O crescimento do movimento de Comércio Justo e sua inserção no mainstream tem atualmente o suprimento superior à demanda existente nos meios utilizados para comércio pelas redes tradicionais do movimento (HIRA e FERRIE, 2006). Como a manutenção da oferta é dependente à existência de demanda, em resposta houve um movimento de liberação dos produtos certificados, introduzindo-os nos canais de distribuição do mainstream.
A junção Comércio Justo com o mainstream surge como uma via de mão dupla, pois produtores têm a possibilidade de escoamento da produção, enquanto as grandes empresas percebem o Comércio Justo como um nicho crescente de mercado e oportunidade de benefícios para a reputação. Dentre algumas manifestações das grandes corporações multinacionais estão as elencadas no quadro que segue.
Empresa Ação
Cadbury Chocolate Cadbury Dairy Milk deve ser totalmente produzido com cacau certificado.
Unilever Chá em sachê da marca Lipton levará o selo de Comércio Justo até 2015.
Ebay Criação de um portal de venda de produtos numa lógica de comércio justo e que impacte favoravelmente a sociedade.
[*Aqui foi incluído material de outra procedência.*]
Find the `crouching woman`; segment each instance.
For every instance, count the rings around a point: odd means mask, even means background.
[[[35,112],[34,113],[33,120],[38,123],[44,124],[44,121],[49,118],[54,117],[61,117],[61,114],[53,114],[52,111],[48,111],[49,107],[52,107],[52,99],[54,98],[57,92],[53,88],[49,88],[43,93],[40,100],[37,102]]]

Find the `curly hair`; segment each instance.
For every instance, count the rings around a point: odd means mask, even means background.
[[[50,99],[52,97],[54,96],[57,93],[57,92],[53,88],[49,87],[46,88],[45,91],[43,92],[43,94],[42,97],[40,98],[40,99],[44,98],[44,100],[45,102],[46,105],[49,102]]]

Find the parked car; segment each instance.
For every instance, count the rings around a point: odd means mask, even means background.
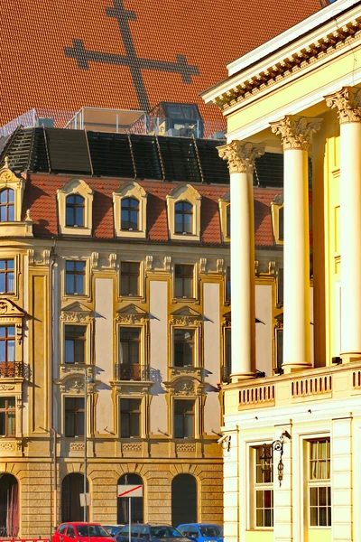
[[[51,542],[114,542],[99,523],[69,521],[61,523],[52,535]]]
[[[136,523],[131,525],[131,541],[140,542],[150,540],[150,542],[189,542],[179,530],[170,525],[145,525]],[[129,525],[125,525],[116,537],[116,542],[128,542]],[[193,541],[194,542],[194,541]]]
[[[223,542],[223,527],[213,523],[187,523],[179,525],[183,537],[195,538],[197,542]]]

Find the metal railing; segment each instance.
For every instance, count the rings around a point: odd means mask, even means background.
[[[139,380],[149,381],[151,378],[151,368],[149,365],[121,364],[114,368],[114,378],[116,380]]]

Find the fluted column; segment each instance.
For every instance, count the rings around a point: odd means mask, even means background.
[[[326,97],[340,124],[341,352],[361,358],[361,89]]]
[[[253,171],[263,146],[232,141],[218,147],[231,187],[232,381],[255,376]]]
[[[285,373],[310,362],[308,149],[320,119],[287,116],[272,123],[282,137],[283,186],[283,364]]]

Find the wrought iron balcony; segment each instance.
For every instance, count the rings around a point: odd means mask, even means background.
[[[149,365],[118,363],[114,369],[116,380],[139,380],[144,382],[151,379],[151,368]]]
[[[0,361],[0,378],[25,377],[23,361]]]

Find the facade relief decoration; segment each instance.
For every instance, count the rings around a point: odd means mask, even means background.
[[[264,146],[235,139],[227,145],[217,147],[219,157],[228,163],[229,173],[254,173],[255,160],[264,154]]]
[[[322,118],[286,115],[282,119],[272,122],[273,134],[281,136],[283,150],[308,151],[312,134],[319,130]]]

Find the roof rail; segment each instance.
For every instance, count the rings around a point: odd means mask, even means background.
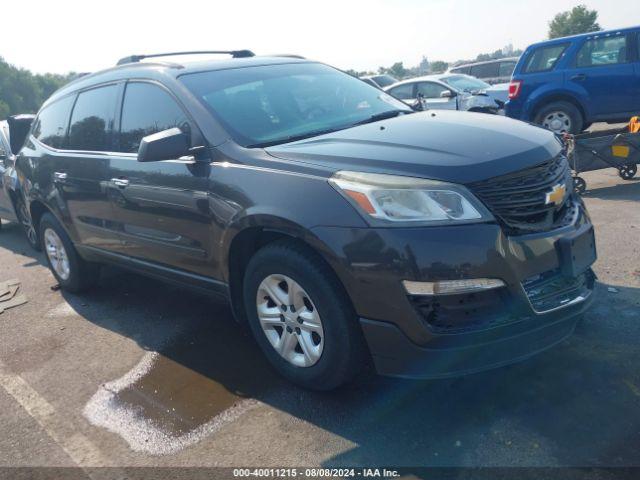
[[[295,53],[273,53],[270,55],[265,55],[265,57],[299,58],[301,60],[306,60],[306,57],[303,57],[302,55],[297,55]]]
[[[117,65],[125,63],[136,63],[145,58],[155,57],[172,57],[176,55],[231,55],[233,58],[254,57],[255,54],[251,50],[199,50],[194,52],[170,52],[170,53],[151,53],[149,55],[131,55],[118,60]]]

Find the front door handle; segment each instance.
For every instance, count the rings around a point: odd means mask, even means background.
[[[129,180],[126,178],[112,178],[111,181],[116,187],[125,188],[129,186]]]
[[[56,182],[64,182],[67,179],[65,172],[53,172],[53,180]]]

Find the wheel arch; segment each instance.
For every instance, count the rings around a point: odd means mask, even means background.
[[[533,104],[533,107],[531,108],[531,120],[535,120],[540,110],[554,102],[567,102],[572,104],[578,109],[580,115],[582,115],[583,124],[586,124],[588,122],[588,112],[582,102],[580,102],[580,100],[578,100],[575,96],[564,92],[549,94],[536,100],[536,102]]]

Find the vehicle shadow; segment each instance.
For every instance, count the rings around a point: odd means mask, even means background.
[[[587,187],[583,196],[601,200],[640,200],[640,178],[623,182],[600,188]]]
[[[169,434],[253,398],[355,445],[324,457],[312,446],[324,466],[637,465],[640,289],[597,290],[574,336],[528,361],[437,381],[365,373],[328,393],[279,379],[214,300],[109,269],[100,288],[63,295],[88,321],[160,353],[118,401]]]

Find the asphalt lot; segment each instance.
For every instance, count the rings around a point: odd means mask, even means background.
[[[0,466],[640,466],[640,179],[584,175],[598,297],[563,344],[438,381],[332,393],[271,372],[223,304],[106,270],[54,291],[17,225],[0,281]]]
Nestlé Se comprometeu a adquirir cacau e açúcar certificado em Comércio Justo, no longo prazo.
Wal-Mart
Maior importador de café certificado do Brasil, lançou seis novos cafés sob a marca (exclusive) Sam’s Choice, incluindo os grãos Orgânico, Certificação de Comércio Justo e Certificação da Aliança da Floresta Tropical.
McDonald‟s As lojas na Grã-Bretanha passam a vender café com o selo de Comércio
Justo, certificado pela organização ambientalista Rainforest Alliance. Quadro 1: O Comércio Justo nas grandes empresas (Fonte: Schmitt e Kamlot, 2010)
A inserção das grandes empresas, no espaço criado para inserir pequenos produtores, remete à conflitos. O sucesso da proposta demanda que se gerencie a tensão entre compromissos democráticos de cooperativas e os requisitos organizacionais de participação no mercado mundial - acreditam Raynolds, Murray e Taylor (2004). Os autores afirmam que o desafio central reside na conciliação e busca de equilíbrio nas contradições existentes entre equidade social e eficiência econômica nas redes. A sugestão é de que enquanto o benefício financeiro aparece como retorno mais importante em curto prazo, a construção de capacidades e o empoderamento são os fatores mais importantes para a contribuição ao desenvolvimento sustentável em longo prazo.
Da conjunção do Comércio Justo com o mainstream despontam novas relações, conflitos e arranjos de poder. Wilkinson (2007) destaca que a situação do movimento tem passado por
alterações significantes ao longo das últimas duas décadas em decorrência da sua institucionalização, inserção no mainstream, inserção dos produtos nos circuitos convencionais de trocas5, além da incorporação dos objetivos em discursos políticos dominantes.
O ponto positivo da incorporação no mainstream, para o movimento, é o crescimento significativo do segmento nos mercados europeus e da América do Norte, mas que tiveram como contrapartida a ampliação das tensões tradicionais entre as correntes tradicionais e mainstream do Comércio Justo – destaca o autor. Essas mesmas dinâmicas que frequentemente apresentam conflito também se reforçam (WILKINSON, 2007). As diferenças de percepções entre relevância da ampliação de mercado e aproximação das linhas tradicionais de comércio, em detrimento ao reforço dos valores iniciais do Comércio Justo, representam uma fonte de conflitos.